Suppose we say, that values greater than the double of the greatest number not an outlier, which means 202 is the upper bound and a value that is half of the least number not an outlier which is anything less than 25.

This is ofcourse dependent on what the values really mean, here it's just arbitrary, I don't know what CPU times look like exactly, but I'm guessing they are small, so you must take a close look at what values are generated and run a series of tests to see the different values you do get and based on that estimate what the outliers could be.

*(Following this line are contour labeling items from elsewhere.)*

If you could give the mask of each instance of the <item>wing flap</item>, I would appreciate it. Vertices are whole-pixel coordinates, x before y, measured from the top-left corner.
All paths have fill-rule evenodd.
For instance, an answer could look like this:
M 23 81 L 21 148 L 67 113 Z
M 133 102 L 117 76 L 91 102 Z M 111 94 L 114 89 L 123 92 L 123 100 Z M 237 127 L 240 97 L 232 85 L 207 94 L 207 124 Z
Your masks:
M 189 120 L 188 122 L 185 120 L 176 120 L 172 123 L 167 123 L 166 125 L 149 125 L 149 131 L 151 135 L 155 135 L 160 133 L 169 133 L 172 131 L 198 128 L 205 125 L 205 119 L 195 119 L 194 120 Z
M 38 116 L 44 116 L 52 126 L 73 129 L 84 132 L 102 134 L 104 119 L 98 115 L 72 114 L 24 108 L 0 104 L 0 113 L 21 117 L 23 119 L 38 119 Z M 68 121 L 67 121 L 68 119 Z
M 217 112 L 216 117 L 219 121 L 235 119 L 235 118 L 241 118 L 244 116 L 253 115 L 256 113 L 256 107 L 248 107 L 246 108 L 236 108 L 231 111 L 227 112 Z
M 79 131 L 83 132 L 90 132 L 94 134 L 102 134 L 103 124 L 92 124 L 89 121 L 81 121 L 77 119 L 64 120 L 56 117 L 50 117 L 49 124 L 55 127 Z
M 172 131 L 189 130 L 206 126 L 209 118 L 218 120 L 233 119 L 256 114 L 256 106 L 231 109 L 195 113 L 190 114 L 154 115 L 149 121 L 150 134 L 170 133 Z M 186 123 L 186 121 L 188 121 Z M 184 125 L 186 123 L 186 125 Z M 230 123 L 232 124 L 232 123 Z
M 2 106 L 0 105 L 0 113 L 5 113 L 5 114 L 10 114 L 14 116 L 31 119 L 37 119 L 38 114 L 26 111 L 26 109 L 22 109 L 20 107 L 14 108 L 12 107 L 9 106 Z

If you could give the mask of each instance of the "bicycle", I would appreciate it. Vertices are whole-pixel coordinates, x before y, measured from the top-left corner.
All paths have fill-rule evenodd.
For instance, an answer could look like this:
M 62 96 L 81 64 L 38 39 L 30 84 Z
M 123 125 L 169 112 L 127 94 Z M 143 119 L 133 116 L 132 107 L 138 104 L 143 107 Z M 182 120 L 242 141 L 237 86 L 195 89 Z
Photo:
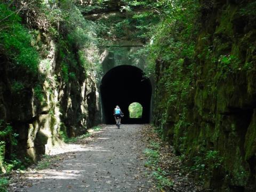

There probably is a much better way to do this if you look at the equations for standard deviation and some equations off statistical maths, they aren't very hard to understand, I don't know about implementing them though
• 08-27-2007
zacs7
Or just do what JFonseka said (which my example outlines)...
• 08-27-2007
brewbuck
Quote:

Originally Posted by bartleby84
I need an algorithm to calculate the mean of a list of values. The values are some CPU times, some of these values are very different from the rest. I want to calculate the mean without these values. Anyone knows about an algorithm to make this??

Thank you.

Can I ask why you want to compute the mean of a bunch of CPU times? It's a common fallacy to think that you should run a task N times and then average the times -- what you should really do is simply take the smallest.